Error Checking and Correction

Drew.Woods · July 30, 2008, 9:59am

Hi,

I was wondering if there is any error checking or error correction in GPUs, to insure consistent results? I would guess that this isn’t an important feature for graphics, so I’m wondering if it is omitted.

cbuchner1 · July 30, 2008, 10:05am

I am pretty sure they don’t do any ECC on their GDDR RAM on the consumer boards because of the extra costs involved.

For certain kinds of scientific calculations one might perform some manual consistency checking, for example checking for conservation of momentum and energy in N-body simulations - but that adds extra overhead.

Drew.Woods · July 30, 2008, 10:26am

Thanks for the reply cbuchner1

When you say consumer products would this include the Telsa range?

cbuchner1 · July 30, 2008, 1:22pm

I have no in-depth knowledge about the difference between Tesla and the consumer graphics boards. All I know is that they usually have more memory on board. Whether there are any other subtle differences besides the missing DVI/VGA ports, I cannot say.

MisterAnderson42 · July 30, 2008, 3:02pm

I don’t know what the details of what the hardware does or does not do for error checking, but I can offer anecdotal evidence. My app is an n-body type simulation usually run for millions of steps, the soluntions are chaotic meaning that even a 1-bit change in the lowest precision bit of a floating point value will lead to drastically different (though statistically similar) results after only a few thousand steps. I have never noticed such a difference on the GPU. Every single repeat run from the same initial conditions I’ve checked is bit for bit equal to the others. I’ve seen this behavior on both Tesla and 8800 GTX.

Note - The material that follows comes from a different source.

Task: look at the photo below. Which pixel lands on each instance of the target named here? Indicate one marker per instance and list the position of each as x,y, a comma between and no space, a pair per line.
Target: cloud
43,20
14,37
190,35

Overclocked GPUs are another story. I usually get crashes or NaN results within a few 1000 steps, which I presume is due to occasional bit errors that wouldn’t effect gaming as you say. But in an app where the kernel loops over a value read from memory, a 1-bit error can turn that loop into a infinite loop and an apparent crash.

At stock clocks, the GPUs are very stable. I’ve had simulations running 24/7 for several weeks now without any problems.

SPWorley · July 30, 2008, 8:52pm

I can give anecdotal confirmation of that as well… I have a simulation cooking which also is bit-sensitive and it’s churned 24/7 for a month without a squeak on a 280GTX even with an underpowered PSU. The computes are double-checked because the GPU is identifying candidates and the CPU is used to verify that the candidates actually pass the criterion the GPU said they did.

I also ran some simple tests between the 280GTX and my laptop’s GPU, those were done manually one afternoon but they were bit-for-bit matching too.

So it’s not a guarantee, but GPU results do seem reliably predictable.

tmurray · July 30, 2008, 8:59pm

The story on differences between Tesla and GeForce in terms of memory:

No, we do not have ECC at the moment. However, we do take a number of steps to ensure zero bit errors on Tesla compared to GeForce. First, we use memory that’s tested to much higher specifications on Tesla (I believe this means much longer at higher temps AND higher frequencies). If there are any problems whatsoever, it gets thrown out. Second, we lower the clock on our memory on Teslas compared to what the memory is actually specced for in order to guarantee that there are no bit errors (so not only did we not see any when testing at a higher frequency, we also underclock the memory).

So, Tesla is more reliable than GeForce in terms of memory. That’s not to say that GeForce is bad, just that it’s not tested as thoroughly (if you have a bit error on your average GeForce, who cares? it’s a pixel that appears for 1/30 of a second!).

Finally, since Tesla has been introduced, we’ve never seen a bit error, either in our internal testing or reported to us by customers. We haven’t seen a bit error on GeForce, either.

cbuchner1 · July 30, 2008, 9:09pm

Okay, but that random cosmic ray streak is just waiting to hit your DRAM cell and flip the bit. So I guess until that ECC feature is available, one should not control an automated brain surgery robot with CUDA.

;-)

eelsen · July 30, 2008, 9:26pm

No, you just have two different cards perform the same calculation and if they don’t agree you do it again. Then you start cutting out brain.

But what if there are TWO cosmic rays and they happen to flip the same bit on two different cards…?

cbuchner1 · July 30, 2008, 9:34pm

Good catch, I wasn’t thinking about redundancy yet. You could also run the same calculation twice on one piece of hardware - but that would allow a reproducable hardware malfunction to trigger the same error twice. So the idea of two cards which have to agree is nice.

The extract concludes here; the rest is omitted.